Visão beatífica e conhecimento de Deus através das criaturas

Segundo São Tomás de Aquino, todos os seres criados por Deus poderiam ter sido superiores, com exceção de três: a humanidade de Cristo, por estar unida hipostaticamente à pessoa do Filho; a Virgem Santíssima, por ser Mãe de Deus; e a visão beatífica, por se tratar de visão do próprio Deus 1.

São Paulo afirma ser imperfeito nosso conhecimento nas atuais circunstâncias, mas “quando vier o que é perfeito, o que é imperfeito será abolido” (1 Cor 13, 10). E torna ainda mais clara essa ideia utilizando-se desta comparação: “Quando eu era criança, falava como criança, sentia como criança, discorria como criança. Mas, quando me tornei homem, dei de mão às coisas que eram de criança. Nós agora vemos como que por um espelho, obscuramente, mas então veremos face a face” (1 Cor 13, 11-12).

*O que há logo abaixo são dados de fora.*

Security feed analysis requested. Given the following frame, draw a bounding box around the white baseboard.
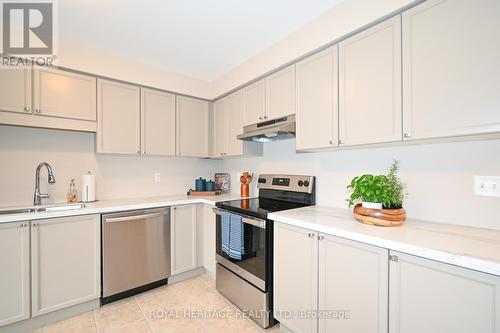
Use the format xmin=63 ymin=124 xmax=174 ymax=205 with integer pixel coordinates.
xmin=0 ymin=299 xmax=100 ymax=333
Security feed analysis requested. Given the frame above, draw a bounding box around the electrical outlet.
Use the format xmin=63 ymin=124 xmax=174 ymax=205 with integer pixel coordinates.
xmin=474 ymin=176 xmax=500 ymax=197
xmin=154 ymin=172 xmax=161 ymax=183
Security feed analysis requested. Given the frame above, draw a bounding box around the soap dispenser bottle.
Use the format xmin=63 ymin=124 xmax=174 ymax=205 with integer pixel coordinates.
xmin=67 ymin=179 xmax=77 ymax=203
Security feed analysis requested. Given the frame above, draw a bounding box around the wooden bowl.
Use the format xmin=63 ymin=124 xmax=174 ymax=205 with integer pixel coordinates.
xmin=354 ymin=204 xmax=406 ymax=227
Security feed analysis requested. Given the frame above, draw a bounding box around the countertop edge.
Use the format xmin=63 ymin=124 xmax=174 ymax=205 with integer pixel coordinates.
xmin=269 ymin=212 xmax=500 ymax=276
xmin=0 ymin=195 xmax=250 ymax=224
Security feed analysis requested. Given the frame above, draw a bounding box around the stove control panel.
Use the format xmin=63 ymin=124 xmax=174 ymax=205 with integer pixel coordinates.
xmin=257 ymin=174 xmax=315 ymax=193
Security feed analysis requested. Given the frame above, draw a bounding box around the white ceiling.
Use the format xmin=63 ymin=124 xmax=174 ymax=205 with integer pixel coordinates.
xmin=58 ymin=0 xmax=343 ymax=81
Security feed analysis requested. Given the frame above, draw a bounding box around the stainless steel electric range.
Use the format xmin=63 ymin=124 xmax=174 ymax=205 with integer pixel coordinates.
xmin=214 ymin=175 xmax=315 ymax=328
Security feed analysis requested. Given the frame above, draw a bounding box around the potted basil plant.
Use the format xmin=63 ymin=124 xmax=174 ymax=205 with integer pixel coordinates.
xmin=346 ymin=161 xmax=406 ymax=225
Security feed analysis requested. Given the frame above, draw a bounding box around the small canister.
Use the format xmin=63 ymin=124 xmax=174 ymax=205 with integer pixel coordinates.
xmin=207 ymin=180 xmax=215 ymax=192
xmin=195 ymin=177 xmax=207 ymax=192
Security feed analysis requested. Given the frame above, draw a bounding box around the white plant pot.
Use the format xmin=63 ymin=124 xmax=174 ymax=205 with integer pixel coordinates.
xmin=361 ymin=201 xmax=382 ymax=209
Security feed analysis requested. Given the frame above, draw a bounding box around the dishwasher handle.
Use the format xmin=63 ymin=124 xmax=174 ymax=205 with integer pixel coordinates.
xmin=105 ymin=212 xmax=165 ymax=223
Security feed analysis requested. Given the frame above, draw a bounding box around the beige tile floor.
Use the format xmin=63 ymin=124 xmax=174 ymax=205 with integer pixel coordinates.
xmin=30 ymin=275 xmax=280 ymax=333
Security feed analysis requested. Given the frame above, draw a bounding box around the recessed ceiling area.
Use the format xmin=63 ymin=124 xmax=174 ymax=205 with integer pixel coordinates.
xmin=58 ymin=0 xmax=343 ymax=81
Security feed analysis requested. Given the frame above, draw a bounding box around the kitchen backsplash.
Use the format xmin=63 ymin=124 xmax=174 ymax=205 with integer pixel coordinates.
xmin=0 ymin=126 xmax=222 ymax=206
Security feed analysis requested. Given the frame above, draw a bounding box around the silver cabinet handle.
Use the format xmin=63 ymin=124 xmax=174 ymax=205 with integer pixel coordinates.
xmin=105 ymin=208 xmax=166 ymax=223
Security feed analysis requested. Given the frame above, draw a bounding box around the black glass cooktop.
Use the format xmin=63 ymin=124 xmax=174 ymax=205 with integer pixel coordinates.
xmin=216 ymin=198 xmax=308 ymax=219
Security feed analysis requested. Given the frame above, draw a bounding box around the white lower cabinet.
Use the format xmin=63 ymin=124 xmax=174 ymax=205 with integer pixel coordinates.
xmin=31 ymin=215 xmax=101 ymax=317
xmin=0 ymin=221 xmax=30 ymax=326
xmin=274 ymin=222 xmax=500 ymax=333
xmin=170 ymin=205 xmax=197 ymax=275
xmin=274 ymin=223 xmax=318 ymax=333
xmin=318 ymin=234 xmax=389 ymax=333
xmin=389 ymin=251 xmax=500 ymax=333
xmin=202 ymin=205 xmax=216 ymax=276
xmin=274 ymin=223 xmax=389 ymax=333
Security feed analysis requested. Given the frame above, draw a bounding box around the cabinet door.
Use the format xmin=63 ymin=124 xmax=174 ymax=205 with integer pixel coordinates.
xmin=170 ymin=205 xmax=197 ymax=275
xmin=203 ymin=205 xmax=215 ymax=276
xmin=319 ymin=234 xmax=389 ymax=333
xmin=403 ymin=0 xmax=500 ymax=139
xmin=296 ymin=45 xmax=338 ymax=150
xmin=339 ymin=15 xmax=403 ymax=145
xmin=266 ymin=65 xmax=295 ymax=119
xmin=225 ymin=91 xmax=243 ymax=156
xmin=97 ymin=80 xmax=141 ymax=154
xmin=33 ymin=68 xmax=97 ymax=121
xmin=0 ymin=222 xmax=30 ymax=326
xmin=213 ymin=98 xmax=228 ymax=157
xmin=0 ymin=67 xmax=31 ymax=113
xmin=273 ymin=223 xmax=318 ymax=333
xmin=141 ymin=89 xmax=175 ymax=156
xmin=177 ymin=96 xmax=209 ymax=157
xmin=243 ymin=80 xmax=266 ymax=126
xmin=31 ymin=215 xmax=101 ymax=316
xmin=389 ymin=251 xmax=500 ymax=333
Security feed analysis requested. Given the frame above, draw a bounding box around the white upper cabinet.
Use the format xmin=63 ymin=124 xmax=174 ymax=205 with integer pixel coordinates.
xmin=264 ymin=65 xmax=295 ymax=119
xmin=224 ymin=91 xmax=243 ymax=156
xmin=141 ymin=89 xmax=175 ymax=156
xmin=97 ymin=80 xmax=141 ymax=155
xmin=0 ymin=221 xmax=30 ymax=326
xmin=0 ymin=67 xmax=32 ymax=113
xmin=243 ymin=80 xmax=266 ymax=126
xmin=177 ymin=96 xmax=209 ymax=157
xmin=33 ymin=67 xmax=96 ymax=121
xmin=296 ymin=45 xmax=338 ymax=150
xmin=389 ymin=251 xmax=500 ymax=333
xmin=213 ymin=98 xmax=229 ymax=157
xmin=403 ymin=0 xmax=500 ymax=139
xmin=339 ymin=15 xmax=403 ymax=145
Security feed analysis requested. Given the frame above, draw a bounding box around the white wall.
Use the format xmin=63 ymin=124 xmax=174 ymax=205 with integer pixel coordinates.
xmin=57 ymin=43 xmax=212 ymax=99
xmin=212 ymin=0 xmax=419 ymax=98
xmin=0 ymin=126 xmax=222 ymax=206
xmin=223 ymin=140 xmax=500 ymax=229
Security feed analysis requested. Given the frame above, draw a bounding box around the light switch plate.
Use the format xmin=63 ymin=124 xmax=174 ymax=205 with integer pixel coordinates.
xmin=474 ymin=176 xmax=500 ymax=197
xmin=154 ymin=172 xmax=161 ymax=183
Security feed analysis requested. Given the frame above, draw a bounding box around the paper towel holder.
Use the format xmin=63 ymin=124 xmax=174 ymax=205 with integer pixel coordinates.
xmin=79 ymin=171 xmax=99 ymax=203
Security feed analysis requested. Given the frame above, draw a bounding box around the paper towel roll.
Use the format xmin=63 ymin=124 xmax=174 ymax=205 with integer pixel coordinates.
xmin=81 ymin=171 xmax=95 ymax=202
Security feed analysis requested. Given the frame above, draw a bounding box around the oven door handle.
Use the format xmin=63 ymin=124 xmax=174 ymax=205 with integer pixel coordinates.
xmin=212 ymin=208 xmax=266 ymax=229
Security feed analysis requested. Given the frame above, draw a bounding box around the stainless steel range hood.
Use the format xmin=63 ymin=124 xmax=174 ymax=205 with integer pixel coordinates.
xmin=237 ymin=115 xmax=295 ymax=142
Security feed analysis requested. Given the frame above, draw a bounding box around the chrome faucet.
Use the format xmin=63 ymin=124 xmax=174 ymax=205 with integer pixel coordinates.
xmin=33 ymin=162 xmax=56 ymax=206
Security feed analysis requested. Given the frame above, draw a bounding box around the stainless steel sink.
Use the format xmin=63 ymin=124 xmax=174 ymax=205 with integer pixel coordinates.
xmin=0 ymin=203 xmax=85 ymax=215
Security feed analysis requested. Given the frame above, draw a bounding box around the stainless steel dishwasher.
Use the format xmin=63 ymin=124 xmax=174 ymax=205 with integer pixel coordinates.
xmin=101 ymin=207 xmax=170 ymax=304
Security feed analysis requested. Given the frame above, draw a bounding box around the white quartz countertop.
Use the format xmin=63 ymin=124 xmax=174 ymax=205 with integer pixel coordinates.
xmin=269 ymin=206 xmax=500 ymax=276
xmin=0 ymin=194 xmax=249 ymax=223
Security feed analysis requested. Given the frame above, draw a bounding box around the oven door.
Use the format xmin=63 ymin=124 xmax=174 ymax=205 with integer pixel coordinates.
xmin=214 ymin=208 xmax=272 ymax=291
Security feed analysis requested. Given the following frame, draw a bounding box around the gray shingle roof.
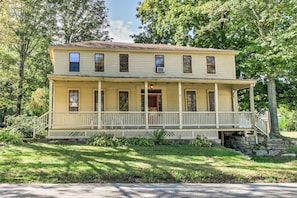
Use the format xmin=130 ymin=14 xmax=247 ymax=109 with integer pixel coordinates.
xmin=52 ymin=41 xmax=239 ymax=54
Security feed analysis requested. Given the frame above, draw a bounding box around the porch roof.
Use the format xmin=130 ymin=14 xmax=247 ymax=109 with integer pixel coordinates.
xmin=48 ymin=74 xmax=256 ymax=89
xmin=49 ymin=40 xmax=239 ymax=55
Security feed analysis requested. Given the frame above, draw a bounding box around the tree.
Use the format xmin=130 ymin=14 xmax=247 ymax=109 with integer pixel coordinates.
xmin=0 ymin=0 xmax=108 ymax=115
xmin=133 ymin=0 xmax=297 ymax=134
xmin=2 ymin=0 xmax=54 ymax=115
xmin=54 ymin=0 xmax=109 ymax=43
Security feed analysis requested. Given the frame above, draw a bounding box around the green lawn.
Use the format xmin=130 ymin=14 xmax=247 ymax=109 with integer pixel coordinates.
xmin=0 ymin=143 xmax=297 ymax=183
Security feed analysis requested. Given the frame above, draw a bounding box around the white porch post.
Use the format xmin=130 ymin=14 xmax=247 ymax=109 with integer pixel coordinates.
xmin=178 ymin=82 xmax=183 ymax=129
xmin=48 ymin=80 xmax=53 ymax=129
xmin=215 ymin=83 xmax=220 ymax=129
xmin=97 ymin=80 xmax=102 ymax=129
xmin=144 ymin=81 xmax=149 ymax=129
xmin=250 ymin=84 xmax=256 ymax=127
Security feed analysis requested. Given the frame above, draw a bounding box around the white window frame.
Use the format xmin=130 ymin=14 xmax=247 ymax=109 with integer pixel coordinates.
xmin=67 ymin=88 xmax=81 ymax=113
xmin=185 ymin=89 xmax=198 ymax=112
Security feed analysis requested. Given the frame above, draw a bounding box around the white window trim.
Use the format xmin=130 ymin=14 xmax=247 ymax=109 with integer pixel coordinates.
xmin=92 ymin=89 xmax=106 ymax=112
xmin=185 ymin=89 xmax=198 ymax=112
xmin=67 ymin=88 xmax=81 ymax=113
xmin=206 ymin=89 xmax=216 ymax=112
xmin=117 ymin=89 xmax=130 ymax=111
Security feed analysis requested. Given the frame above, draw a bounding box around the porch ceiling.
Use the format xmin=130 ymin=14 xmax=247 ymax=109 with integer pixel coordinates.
xmin=48 ymin=74 xmax=256 ymax=89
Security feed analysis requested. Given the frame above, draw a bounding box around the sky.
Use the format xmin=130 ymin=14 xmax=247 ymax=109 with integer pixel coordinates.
xmin=105 ymin=0 xmax=143 ymax=43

Tão rico foi o universo teológico recebido por São Paulo directamente do próprio Cristo Jesus que, às vezes, teses de preciosa substância ficam involucradas em meio de outros temas, ao longo de suas epístolas. Esta, em concreto, é uma delas. De fato, nosso conhecimento é imperfeito, pois, quer seja no campo natural da pura inteligência, ou no sobrenatural, mediante a virtude da fé, e inclusive no da profecia, tem uma nota comum: a elaboração subsequente realizada com base nos conceitos criados e com o esforço da abstração.

Pelo contrário, ao vermos Deus face a face, a fé redundará em visão e, portanto, se evanescerá com todo o conhecimento abstrativo.

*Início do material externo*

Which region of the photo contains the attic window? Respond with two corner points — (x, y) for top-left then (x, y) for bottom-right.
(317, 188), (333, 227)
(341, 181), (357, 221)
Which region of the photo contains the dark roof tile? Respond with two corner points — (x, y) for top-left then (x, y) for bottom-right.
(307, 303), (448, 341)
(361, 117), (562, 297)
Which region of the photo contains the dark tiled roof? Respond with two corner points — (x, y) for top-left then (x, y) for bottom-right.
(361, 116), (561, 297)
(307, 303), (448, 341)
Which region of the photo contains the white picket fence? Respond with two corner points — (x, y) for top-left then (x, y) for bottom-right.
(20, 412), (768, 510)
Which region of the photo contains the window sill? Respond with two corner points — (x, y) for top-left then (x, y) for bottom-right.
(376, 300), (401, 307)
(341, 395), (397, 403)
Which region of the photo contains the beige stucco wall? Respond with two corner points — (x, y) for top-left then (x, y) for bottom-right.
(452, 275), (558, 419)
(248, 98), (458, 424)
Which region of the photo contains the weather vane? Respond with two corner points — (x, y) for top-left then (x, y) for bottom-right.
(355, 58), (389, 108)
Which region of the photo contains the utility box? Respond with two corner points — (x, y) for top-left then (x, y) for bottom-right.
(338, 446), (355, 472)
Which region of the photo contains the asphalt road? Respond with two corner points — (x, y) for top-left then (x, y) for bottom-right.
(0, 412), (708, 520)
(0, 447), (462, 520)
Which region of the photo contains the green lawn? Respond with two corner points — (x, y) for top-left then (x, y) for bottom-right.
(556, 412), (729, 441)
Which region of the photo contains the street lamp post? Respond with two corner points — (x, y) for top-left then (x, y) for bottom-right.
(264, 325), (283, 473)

“Agora vemos como que por um espelho...” ou seja, por meio de um instrumento; conhecemos a Deus só “porque as coisas invisíveis dEle, depois da criação do mundo, compreendendo-se pelas coisas feitas, tornaram-se visíveis” (Rm 1, 20). E é a partir desse contato direto com as criaturas que elaboramos outros motivos e princípios através da própria fé, utilizando conceitos criados. Por isso é obscuro nosso conhecimento e, portanto, imperfeito. Porém, quando chegar o fim, teremos um conhecimento imediato, claro e total de Deus, se bem que não possamos conhecê-Lo totalmente.

A felicidade do ser inteligente: o exercício de suas faculdades

Talvez entendamos ainda melhor essa questão se seguirmos o pensamento de São Tomás de Aquino 2. Segundo o Doutor Angélico, o desejo de felicidade do ser inteligente leva-o a buscar sua própria perfeição, exercitando suas mais elevadas faculdades. Isto se verifica até quanto aos próprios sentidos, e por isso podemos constatar que o olho se regozija ao ver, e o paladar, ao saborear. E em consequência constitui um tormento a inactividade forçada dos mesmos.

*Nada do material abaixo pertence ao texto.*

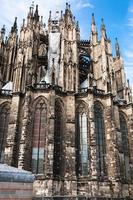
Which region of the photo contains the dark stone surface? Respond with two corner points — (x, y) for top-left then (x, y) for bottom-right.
(0, 164), (35, 183)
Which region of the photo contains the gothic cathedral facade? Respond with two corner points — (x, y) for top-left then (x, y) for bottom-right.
(0, 4), (133, 199)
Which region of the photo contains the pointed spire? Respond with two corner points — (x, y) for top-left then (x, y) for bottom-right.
(91, 13), (95, 25)
(11, 17), (17, 33)
(115, 38), (120, 58)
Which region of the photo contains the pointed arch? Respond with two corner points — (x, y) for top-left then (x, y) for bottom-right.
(53, 98), (65, 178)
(94, 101), (107, 177)
(31, 97), (48, 174)
(76, 102), (89, 176)
(0, 102), (10, 162)
(119, 112), (130, 179)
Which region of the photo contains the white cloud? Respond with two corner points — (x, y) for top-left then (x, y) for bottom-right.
(0, 0), (93, 34)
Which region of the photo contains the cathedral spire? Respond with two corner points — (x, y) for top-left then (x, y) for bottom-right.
(115, 38), (120, 58)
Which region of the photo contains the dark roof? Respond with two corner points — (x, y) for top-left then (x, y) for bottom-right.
(0, 164), (35, 183)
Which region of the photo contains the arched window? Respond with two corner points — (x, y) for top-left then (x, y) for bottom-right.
(0, 103), (10, 162)
(119, 113), (130, 179)
(76, 103), (89, 176)
(94, 102), (106, 177)
(32, 98), (47, 174)
(53, 99), (64, 178)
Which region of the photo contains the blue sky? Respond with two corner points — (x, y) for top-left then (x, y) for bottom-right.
(0, 0), (133, 85)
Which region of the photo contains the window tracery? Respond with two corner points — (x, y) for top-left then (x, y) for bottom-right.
(76, 104), (89, 176)
(0, 104), (10, 162)
(32, 98), (47, 174)
(94, 102), (106, 177)
(119, 113), (130, 179)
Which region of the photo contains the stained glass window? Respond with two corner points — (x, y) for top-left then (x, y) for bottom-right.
(76, 104), (89, 176)
(119, 113), (130, 179)
(32, 99), (47, 174)
(94, 102), (106, 177)
(0, 104), (10, 162)
(53, 99), (64, 178)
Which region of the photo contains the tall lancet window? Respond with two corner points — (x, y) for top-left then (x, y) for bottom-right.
(32, 98), (47, 174)
(76, 103), (89, 176)
(94, 102), (106, 177)
(0, 103), (10, 162)
(53, 99), (65, 178)
(119, 113), (130, 179)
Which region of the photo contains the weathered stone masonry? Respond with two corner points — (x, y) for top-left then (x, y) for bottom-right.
(0, 4), (133, 199)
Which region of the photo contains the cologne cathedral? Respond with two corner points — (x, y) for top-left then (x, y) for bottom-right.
(0, 3), (133, 199)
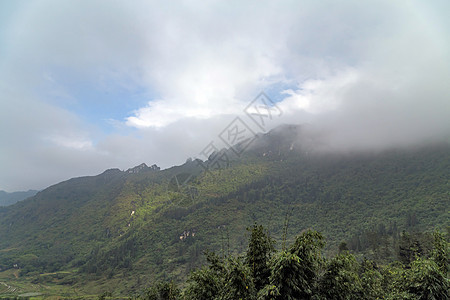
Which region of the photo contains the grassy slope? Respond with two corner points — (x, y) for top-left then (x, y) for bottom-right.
(0, 147), (450, 295)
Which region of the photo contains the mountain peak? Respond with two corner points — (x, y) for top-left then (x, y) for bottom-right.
(127, 163), (161, 174)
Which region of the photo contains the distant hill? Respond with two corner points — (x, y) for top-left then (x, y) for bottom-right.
(0, 125), (450, 298)
(0, 190), (38, 206)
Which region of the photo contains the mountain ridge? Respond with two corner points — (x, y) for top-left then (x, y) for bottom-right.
(0, 123), (450, 293)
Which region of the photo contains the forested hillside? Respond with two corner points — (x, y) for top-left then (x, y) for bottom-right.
(0, 128), (450, 295)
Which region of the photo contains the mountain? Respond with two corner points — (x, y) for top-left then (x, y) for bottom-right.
(0, 190), (38, 206)
(0, 125), (450, 297)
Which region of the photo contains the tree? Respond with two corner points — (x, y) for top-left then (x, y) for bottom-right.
(319, 252), (362, 299)
(259, 230), (324, 300)
(245, 224), (275, 291)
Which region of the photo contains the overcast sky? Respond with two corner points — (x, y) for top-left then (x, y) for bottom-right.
(0, 0), (450, 191)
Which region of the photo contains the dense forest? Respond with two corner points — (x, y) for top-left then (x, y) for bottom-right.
(130, 224), (450, 300)
(0, 127), (450, 298)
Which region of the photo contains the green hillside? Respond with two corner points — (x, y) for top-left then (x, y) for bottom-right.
(0, 128), (450, 296)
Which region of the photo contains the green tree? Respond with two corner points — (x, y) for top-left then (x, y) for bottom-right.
(319, 253), (362, 299)
(259, 230), (324, 300)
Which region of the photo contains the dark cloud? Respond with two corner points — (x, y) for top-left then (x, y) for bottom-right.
(0, 1), (450, 191)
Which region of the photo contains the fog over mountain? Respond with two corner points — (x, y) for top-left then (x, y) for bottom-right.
(0, 0), (450, 191)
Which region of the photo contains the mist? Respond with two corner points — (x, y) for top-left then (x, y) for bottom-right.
(0, 0), (450, 191)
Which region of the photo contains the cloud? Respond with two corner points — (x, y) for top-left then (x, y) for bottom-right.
(0, 0), (450, 191)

Ora, a felicidade do ser inteligente também se verifica no exercício de suas faculdades e tornar-se-á ele tanto mais feliz quanto mais nobres sejam essas faculdades e mais formoso e elevado o objeto sobre o qual se exerçam. Não há dúvida de que, naturalmente falando, nada há de mais excelente no homem do que sua inteligência e nada pode superar a suprema verdade que é o próprio Deus. É, portanto, na inesgotável e sempre renovada visão beatífica que o homem encontra a plenitude da felicidade, extensiva a todas as suas apetências legítimas, como, por exemplo, o desejo de governar: “e reinarão com Ele ...” (Ap 20, 6); ou a necessidade dos bens: “Todos os bens me vieram juntamente com ela, e inumeráveis obras pelas suas mãos” (Sb 7, 11). “O que é presentemente para nós uma tribulação momentânea e ligeira, prepara-nos um peso eterno de glória para além de toda a medida” (2 Cor 4, 17).